Which of those modes are needed for charging lithium.. I believe I’m supposed to set float voltage just under absorption for lithium.. for some reason tho I thought float wasn’t needed for lithium.. or one of the charging modes weren’t needed for lithium? lifepo gets charged differently I guess but I’m not getting lifepo
Were these the older versions of the midnites?
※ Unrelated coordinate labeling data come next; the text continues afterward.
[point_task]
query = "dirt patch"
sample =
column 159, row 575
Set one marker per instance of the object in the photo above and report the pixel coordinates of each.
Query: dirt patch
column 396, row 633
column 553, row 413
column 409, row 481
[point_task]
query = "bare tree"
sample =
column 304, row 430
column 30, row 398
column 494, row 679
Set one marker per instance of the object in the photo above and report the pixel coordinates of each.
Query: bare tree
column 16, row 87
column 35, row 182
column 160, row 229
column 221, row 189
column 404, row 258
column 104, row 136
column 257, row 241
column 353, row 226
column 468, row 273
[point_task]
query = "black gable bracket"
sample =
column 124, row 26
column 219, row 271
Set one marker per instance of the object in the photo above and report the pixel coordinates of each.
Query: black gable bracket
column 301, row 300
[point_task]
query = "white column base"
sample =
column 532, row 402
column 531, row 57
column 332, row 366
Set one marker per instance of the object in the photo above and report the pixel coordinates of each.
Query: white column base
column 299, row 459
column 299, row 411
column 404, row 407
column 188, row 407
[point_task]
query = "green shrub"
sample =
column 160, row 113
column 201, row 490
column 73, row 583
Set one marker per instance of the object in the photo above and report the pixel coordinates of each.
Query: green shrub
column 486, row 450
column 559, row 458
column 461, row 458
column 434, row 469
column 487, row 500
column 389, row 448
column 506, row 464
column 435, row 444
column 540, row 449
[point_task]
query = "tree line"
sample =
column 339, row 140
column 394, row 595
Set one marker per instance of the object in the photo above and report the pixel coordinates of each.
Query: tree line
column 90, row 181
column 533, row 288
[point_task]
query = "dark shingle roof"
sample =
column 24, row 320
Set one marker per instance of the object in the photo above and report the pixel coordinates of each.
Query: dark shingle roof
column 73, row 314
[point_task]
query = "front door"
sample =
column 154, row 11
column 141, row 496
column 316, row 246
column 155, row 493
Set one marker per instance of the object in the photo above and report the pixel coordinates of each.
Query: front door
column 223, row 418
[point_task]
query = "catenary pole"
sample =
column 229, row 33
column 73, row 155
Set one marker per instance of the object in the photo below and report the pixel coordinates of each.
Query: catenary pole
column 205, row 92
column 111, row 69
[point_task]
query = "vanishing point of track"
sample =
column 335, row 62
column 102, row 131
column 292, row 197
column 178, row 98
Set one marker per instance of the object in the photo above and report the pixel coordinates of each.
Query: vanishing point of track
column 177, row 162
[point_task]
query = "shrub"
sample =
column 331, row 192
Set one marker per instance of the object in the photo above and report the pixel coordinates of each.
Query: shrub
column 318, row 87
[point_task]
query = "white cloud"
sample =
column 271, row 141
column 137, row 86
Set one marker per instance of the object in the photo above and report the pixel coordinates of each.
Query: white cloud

I use an Outback FM60 to charge my batteries - It was what we installed when we added solar to our original battery inverter system that was already Outback.
Robin Gudgel sold outback and after a few years rest he started Midnite solar and designed the classic MPPT.

If you want to charge lithium you really should have an MPPT controller that is controllable by your BMS - this means Schneider or Victron only if you use Batrium.
You need to be able to command a reduced charge current when you are nearing the end of the CV phase and you start bypassing/balancing.

Doing without this communication is a total pain in the arse - ask me how I know!
Aside from that, the MX/FM60 and FM80 charge controllers are robust and reliable.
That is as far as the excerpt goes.